Types of synergies. Revenue synergies: cross-selling of the combined company's products to clients of both parties, entering new geographic markets, expansion of the product line, pricing power in the market (if horizontal M&A). Revenue synergies are usually harder to realize and require more time—therefore, investors discount them when valuing. Cost synergies: elimination of duplicative functions (headcount reduction, offices, IT systems), procurement savings (combined volume—lower supplier prices), consolidation of production and logistics, shared corporate functions. Cost synergies are more predictable and can be realized in a shorter timeframe. Financial synergies: cheaper financing due to scale, tax advantages (net operating losses, interest tax shield in LBO).

Synergy assessment. The run-rate principle: synergies are evaluated as an annual effect (“run-rate”), achieved after the integration period. Phasing: the realization of synergies is broken down by year—the first year 30%, the second year 70%, the third year 100% run-rate. Costs to achieve: achieving synergies requires expenditures—restructuring, consultants, new IT systems, one-off payments. The NPV of synergies after implementation costs is the true synergy value.

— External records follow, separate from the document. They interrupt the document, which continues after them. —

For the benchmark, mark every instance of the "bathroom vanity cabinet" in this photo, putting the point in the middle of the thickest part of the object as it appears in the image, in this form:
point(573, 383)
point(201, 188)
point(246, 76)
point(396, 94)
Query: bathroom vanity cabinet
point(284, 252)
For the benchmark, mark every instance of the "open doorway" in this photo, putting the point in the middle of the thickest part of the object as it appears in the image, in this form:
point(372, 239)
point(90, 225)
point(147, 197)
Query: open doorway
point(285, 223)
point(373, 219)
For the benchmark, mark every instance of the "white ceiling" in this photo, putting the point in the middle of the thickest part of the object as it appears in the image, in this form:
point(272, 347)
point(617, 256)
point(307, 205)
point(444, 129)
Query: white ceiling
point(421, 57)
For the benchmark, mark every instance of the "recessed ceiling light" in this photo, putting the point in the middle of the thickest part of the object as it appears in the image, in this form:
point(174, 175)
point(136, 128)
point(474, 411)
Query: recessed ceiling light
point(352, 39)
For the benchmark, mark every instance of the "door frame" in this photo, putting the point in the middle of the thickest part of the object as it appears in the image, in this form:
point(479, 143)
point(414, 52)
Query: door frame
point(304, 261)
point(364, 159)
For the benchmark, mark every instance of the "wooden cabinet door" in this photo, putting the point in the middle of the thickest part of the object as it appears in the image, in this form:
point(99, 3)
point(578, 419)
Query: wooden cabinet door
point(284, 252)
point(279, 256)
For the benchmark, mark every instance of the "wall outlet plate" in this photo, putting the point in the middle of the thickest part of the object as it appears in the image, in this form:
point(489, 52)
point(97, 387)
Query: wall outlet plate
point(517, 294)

Post-Merger Integration (PMI) is the process of combining two companies after deal closure. Integration Management Office (IMO): a dedicated team for coordinating the integration. Key workstreams: IT integration (ERP, CRM systems), organizational structure (restructuring, elimination of duplications), cultural integration (the most complex component), client communication (retention of key clients), Day 1 Readiness (what happens on the first day after closing).

The most common reasons for PMI failures: culture clash (collision of corporate cultures), loss of key employees (“brain drain”), overloading management with integration tasks to the detriment of operational management, delays in making key decisions (who will become CEO, which offices to close), underestimation of the complexity of IT integration.